Why? It helped him get here:  one of four captains for the LSU Tigers.

The Harvey, La. native is used to being overlooked. In high school, he played in a 7-on-7 league, and his success propelled him into attending college camps, just waiting for a school to bite.

“I remember everything in 2019,” Brooks Jr. recalled. “I was like the last defensive back in my class to get offered a scholarship to any school in the country, not just an SEC school. People say they don’t look at stuff like that, but you know boys are looking at stuff like that. Being undersized, I had to go to camps on campus just to show I’m tall enough. So, it was kind of hard, but it also made me love the game even more because I really worked for it.”

His love for the game fuels his why:  proving himself and doing it for his family. Brooks Jr. was inspired by his mom going to work at 4 a.m. just so she could make it to his track meets after school. With his dad, he was constantly reminded of how he can grow both inside and outside the lines.

“Obviously, any kid wants to be like their dad,” Brooks Jr. said. “But me playing football, him playing in the NFL and reaching his goals was probably one of my main priorities. Being better than him, hopefully one day getting drafted higher than he got drafted. But he always helped me a lot, whether it’s grading the film, tough love, everything; he always helped me out. I always knew it was coming from his heart.”

The last line was important.

“I remember one specific high school game I had an interception, and he said, ‘You could’ve had a pick-six,’” Brooks Jr. said. “He just motivated me to do better than what I was doing, basically saying the good wasn’t good enough.”
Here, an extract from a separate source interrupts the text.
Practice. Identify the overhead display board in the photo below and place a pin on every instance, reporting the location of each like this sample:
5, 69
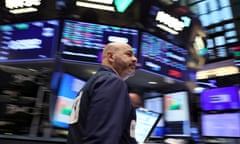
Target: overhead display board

Good not being good enough didn’t mean he was a failure. It meant he could still work toward reaching his full potential. Instead of taking his dad’s comments personally, Brooks Jr. embraced it, recognizing that every parent wants their kid to have it better than they did. Brooks Sr. did his part when Brooks Jr. was younger, and now Brooks Jr. is paying it forward.

Despite it only being his second season with the Tigers, the undersized, once quiet defensive back that took an unconventional journey to LSU is now viewed as one of the best leaders on one of college football’s best teams. Burns does the talking, but both do the paving.

“I don’t really like talking a lot, but it’s crazy how much I see myself progress as not only a player, but as a person,” Brooks Jr. explained. “Bringing along other people with me, doing the right thing at the right time, helping others do what they need to do right then. Just motivating them, helping them believe that they can play and be great here.”

As motivators, Burns and Brooks Jr. will tell their teammates their work is good.

As leaders, they will make sure they know it’s not good enough.